The performance of various models is evaluated on the Malaysian NSFW dataset with metrics including accuracy, precision, recall, and F1 score. The mesolitica/malaysian-mistral-191M-MLM model emerged as the best performer, achieving an accuracy of 0.8768, and demonstrating strong precision, recall, and F1 score. The robustness of the model can be attributed to the LLM2Vec approach, enabling it to act as a powerful text encoder in an unsupervised fashion.

The authors also provide a comprehensive analysis through 2D embedding visualizations using UMAP and topic modeling via TFIDF-LDA, capturing the nuanced vocabulary associated with each label. Word clouds further illustrate the predominant terms within each category, highlighting the model's efficacy in identifying harmful content types.

Conclusion and Implications

This paper represents a pioneering effort in developing an SFW classifier for the Malaysian language, contributing significantly to the field of AI safety and content moderation. The methodology demonstrates a sophisticated integration of manual annotation, advanced NLP techniques, and iterative learning processes, setting a precedent for future work in non-English language NLP applications.

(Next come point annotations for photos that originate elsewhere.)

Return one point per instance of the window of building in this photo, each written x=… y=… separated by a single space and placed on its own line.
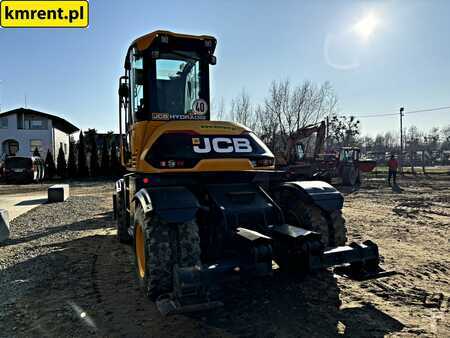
x=27 y=121
x=36 y=124
x=3 y=122
x=36 y=144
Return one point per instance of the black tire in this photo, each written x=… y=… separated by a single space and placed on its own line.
x=309 y=217
x=122 y=230
x=330 y=225
x=164 y=245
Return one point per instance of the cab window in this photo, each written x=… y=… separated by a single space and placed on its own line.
x=137 y=83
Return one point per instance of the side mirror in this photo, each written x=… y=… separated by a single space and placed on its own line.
x=123 y=90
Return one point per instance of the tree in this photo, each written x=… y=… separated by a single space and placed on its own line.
x=82 y=163
x=288 y=109
x=71 y=164
x=61 y=168
x=104 y=161
x=241 y=110
x=343 y=130
x=93 y=163
x=50 y=168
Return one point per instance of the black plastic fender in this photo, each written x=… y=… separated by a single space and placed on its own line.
x=172 y=204
x=320 y=193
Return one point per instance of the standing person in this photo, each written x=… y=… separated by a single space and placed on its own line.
x=393 y=166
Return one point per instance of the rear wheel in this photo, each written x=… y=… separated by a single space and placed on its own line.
x=158 y=247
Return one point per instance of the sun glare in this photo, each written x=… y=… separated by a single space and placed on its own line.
x=366 y=26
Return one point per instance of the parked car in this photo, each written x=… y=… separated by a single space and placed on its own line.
x=18 y=169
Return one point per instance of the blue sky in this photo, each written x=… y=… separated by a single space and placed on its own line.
x=404 y=62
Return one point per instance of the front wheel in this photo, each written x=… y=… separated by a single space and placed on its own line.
x=308 y=216
x=122 y=230
x=159 y=247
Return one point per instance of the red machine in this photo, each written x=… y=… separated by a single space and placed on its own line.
x=300 y=162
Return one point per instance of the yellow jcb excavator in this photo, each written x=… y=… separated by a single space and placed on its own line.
x=198 y=202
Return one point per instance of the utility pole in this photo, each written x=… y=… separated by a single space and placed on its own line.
x=401 y=139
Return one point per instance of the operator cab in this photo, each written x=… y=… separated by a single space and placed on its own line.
x=167 y=77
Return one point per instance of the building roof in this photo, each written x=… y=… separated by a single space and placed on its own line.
x=58 y=122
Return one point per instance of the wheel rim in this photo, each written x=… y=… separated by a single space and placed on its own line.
x=140 y=254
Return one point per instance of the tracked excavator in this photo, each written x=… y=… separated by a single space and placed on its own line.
x=201 y=202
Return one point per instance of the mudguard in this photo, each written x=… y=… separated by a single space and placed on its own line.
x=172 y=204
x=319 y=193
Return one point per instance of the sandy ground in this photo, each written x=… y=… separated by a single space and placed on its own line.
x=64 y=274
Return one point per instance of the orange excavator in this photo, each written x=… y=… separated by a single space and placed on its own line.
x=304 y=157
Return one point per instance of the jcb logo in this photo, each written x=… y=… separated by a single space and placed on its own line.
x=222 y=145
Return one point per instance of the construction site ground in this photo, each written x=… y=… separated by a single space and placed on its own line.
x=63 y=273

The implications of this research are multifaceted. Practically, it provides a framework for deploying LLMs in diverse linguistic contexts with enhanced safety measures, crucial for applications in multilingual societies. Theoretically, it opens avenues for further exploration into LLM adaptations across varying languages and cultural contexts, potentially advancing the state of cross-lingual NLP alignment in AI safety.

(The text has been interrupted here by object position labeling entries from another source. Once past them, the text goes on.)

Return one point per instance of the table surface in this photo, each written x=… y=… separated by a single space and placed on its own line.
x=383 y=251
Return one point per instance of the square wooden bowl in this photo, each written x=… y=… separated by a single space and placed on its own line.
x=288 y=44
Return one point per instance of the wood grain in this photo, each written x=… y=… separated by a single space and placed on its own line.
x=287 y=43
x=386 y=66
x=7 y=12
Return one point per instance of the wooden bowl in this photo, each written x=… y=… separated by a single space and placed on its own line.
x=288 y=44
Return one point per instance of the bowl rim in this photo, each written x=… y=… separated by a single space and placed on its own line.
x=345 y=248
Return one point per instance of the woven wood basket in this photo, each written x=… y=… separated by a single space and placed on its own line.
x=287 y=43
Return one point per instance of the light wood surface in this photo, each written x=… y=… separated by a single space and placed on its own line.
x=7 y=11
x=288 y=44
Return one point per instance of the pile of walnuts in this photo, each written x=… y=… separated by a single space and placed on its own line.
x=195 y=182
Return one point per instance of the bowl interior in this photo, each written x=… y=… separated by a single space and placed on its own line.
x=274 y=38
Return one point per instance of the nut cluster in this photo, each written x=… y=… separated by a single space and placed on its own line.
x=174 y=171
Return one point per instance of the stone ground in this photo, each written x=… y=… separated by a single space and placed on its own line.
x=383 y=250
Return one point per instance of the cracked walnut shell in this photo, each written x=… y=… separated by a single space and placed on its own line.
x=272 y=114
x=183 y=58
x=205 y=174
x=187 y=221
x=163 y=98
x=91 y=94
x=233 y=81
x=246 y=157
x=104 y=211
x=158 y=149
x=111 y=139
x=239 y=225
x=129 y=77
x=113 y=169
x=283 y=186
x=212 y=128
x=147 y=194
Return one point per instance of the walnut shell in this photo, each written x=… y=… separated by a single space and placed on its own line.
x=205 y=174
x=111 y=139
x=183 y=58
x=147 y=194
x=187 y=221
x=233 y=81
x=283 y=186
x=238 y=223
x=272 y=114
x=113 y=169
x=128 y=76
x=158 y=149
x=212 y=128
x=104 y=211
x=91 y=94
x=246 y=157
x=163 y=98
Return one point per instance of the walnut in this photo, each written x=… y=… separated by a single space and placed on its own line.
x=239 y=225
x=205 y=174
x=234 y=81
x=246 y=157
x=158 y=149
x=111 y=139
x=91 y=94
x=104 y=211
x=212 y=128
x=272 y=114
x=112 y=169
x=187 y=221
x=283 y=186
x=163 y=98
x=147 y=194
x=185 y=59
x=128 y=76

As LLMs continue to evolve, the focus on inclusive, multilingual, and culturally aware safety mechanisms will be paramount. Future developments may include refining classifiers to better handle nuanced variations in harmful content across languages and integrating these systems seamlessly into broader LLM-Ops frameworks.

This paper sets a critical foundational step towards safer AI deployment in the Malaysian context, paving the way for more inclusive and effective content moderation mechanisms in the global landscape of LLMs.